Discussion: Sweet syndrome or acute febrile neutrophilic dermatosis is a rare inflammatory skin condition caused by a sudden onset of fever and painful rash on the arms, legs, trunk, face or neck. The rash consists of multiple edematous, painful, and erythematous papules, plaques, or nodules that grow rapidly in size, developing into clusters up to approximately an inch in diameter. There can also be extracutaneous involvement, most commonly ocular and musculoskeletal. Sweet syndrome can occur as a reaction to a medication, most commonly granulocyte-colony stimulating factor and all-trans retinoic acid. It is associated with malignancy in approximately 21% of patients; 15% have hematological disease (AML) and 6% have solid tumors, most commonly GU or GI cancer. More than 71% of cases, present as classical or idiopathic Sweet syndrome and within this category, 80% are female and had a prior URI or GI infection. Recurrence occurs in about a third of patients with the classical variant, but is most likely to occur in patients with malignancy-associated disease. Recurrence occurs in about 69% of heme malignancy cases and about 41% of solid tumor cases.
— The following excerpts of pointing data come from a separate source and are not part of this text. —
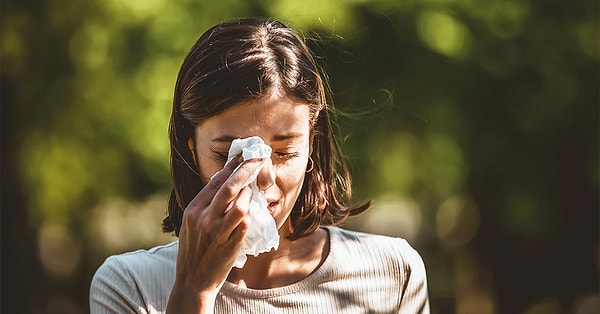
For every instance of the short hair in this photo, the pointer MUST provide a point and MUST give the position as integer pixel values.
(242, 60)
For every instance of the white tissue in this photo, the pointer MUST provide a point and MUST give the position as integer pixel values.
(262, 233)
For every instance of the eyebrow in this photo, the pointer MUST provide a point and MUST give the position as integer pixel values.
(276, 138)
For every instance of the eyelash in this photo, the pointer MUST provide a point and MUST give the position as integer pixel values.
(284, 156)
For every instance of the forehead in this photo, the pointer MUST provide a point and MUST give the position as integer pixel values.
(267, 117)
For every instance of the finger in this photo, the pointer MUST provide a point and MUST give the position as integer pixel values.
(230, 189)
(206, 194)
(238, 211)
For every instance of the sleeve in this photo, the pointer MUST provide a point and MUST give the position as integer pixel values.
(113, 290)
(415, 296)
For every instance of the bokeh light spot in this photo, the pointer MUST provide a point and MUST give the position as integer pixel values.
(444, 34)
(394, 217)
(457, 221)
(58, 252)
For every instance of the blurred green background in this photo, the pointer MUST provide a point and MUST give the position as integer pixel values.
(472, 124)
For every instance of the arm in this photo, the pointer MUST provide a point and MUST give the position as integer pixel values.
(213, 227)
(415, 298)
(114, 291)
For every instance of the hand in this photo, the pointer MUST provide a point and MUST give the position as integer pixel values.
(213, 227)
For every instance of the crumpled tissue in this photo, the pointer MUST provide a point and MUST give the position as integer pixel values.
(262, 235)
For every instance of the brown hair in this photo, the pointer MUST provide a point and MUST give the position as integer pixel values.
(241, 60)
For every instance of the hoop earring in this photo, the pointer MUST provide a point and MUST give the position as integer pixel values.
(312, 164)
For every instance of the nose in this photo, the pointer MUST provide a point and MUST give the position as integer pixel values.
(266, 176)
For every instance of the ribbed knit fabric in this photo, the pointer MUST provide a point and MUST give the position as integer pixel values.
(363, 273)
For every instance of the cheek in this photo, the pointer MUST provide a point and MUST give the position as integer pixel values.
(208, 167)
(290, 181)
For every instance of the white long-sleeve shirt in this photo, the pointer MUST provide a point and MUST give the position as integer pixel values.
(363, 273)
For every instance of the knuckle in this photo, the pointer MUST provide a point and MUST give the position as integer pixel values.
(229, 189)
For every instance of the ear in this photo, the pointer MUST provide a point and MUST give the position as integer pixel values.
(192, 147)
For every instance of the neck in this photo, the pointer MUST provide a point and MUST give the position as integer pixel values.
(291, 262)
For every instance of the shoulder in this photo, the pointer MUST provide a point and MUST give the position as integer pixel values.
(142, 259)
(387, 248)
(127, 281)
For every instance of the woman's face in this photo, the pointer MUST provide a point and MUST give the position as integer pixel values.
(284, 124)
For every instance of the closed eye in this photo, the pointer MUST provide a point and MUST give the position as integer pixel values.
(287, 156)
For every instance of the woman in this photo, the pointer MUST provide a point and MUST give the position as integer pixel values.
(256, 77)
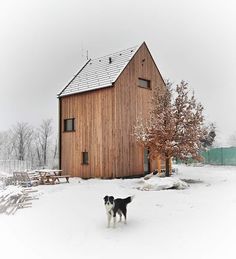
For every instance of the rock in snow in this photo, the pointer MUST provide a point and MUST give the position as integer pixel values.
(156, 183)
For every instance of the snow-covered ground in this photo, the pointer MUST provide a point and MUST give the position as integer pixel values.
(69, 220)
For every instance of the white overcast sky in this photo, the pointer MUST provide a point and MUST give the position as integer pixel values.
(43, 43)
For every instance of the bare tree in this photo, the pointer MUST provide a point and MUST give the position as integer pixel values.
(175, 125)
(44, 134)
(21, 136)
(209, 138)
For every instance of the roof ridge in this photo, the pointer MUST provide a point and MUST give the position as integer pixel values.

Conclusions: Sweet syndrome is uncommon, and the cause of most cases is unknown; however, there are certain risk factors that can increase one’s risk. These include female gender, adults between the ages of 30 and 60, cancer, inflammatory bowel disease, pregnancy, drug sensitivity, and recent upper respiratory infection. The diagnosis of Sweet syndrome is established when the following major criteria and 2 of the minor criteria are met. Major criteria include abrupt onset of rash and histopathologic evidence of a dense neutrophilic infiltrate without evidence of leukocytoclastic vasculitis. Minor criteria include temperature >38°C, history of associated illness or malignancy, good response to corticosteroid or potassium iodide, and leukocytosis with neutrophilia, ESR > 20, positive CRP. Sweet syndrome is commonly treated with corticosteroids pills, such as prednisone. For patient’s unable to tolerate long-term corticosteroid use, alternative first-line therapies include dapsone, potassium iodide, and colchicine. Signs and symptoms often resolve just a few days after the initiation of treatment. This syndrome can be managed on an outpatient basis, but the signs and symptoms are often concerning for serious infection which leads to hospitalization. It is important to recognize this common presentation of Sweet syndrome to prevent unnecessary testing and treatment.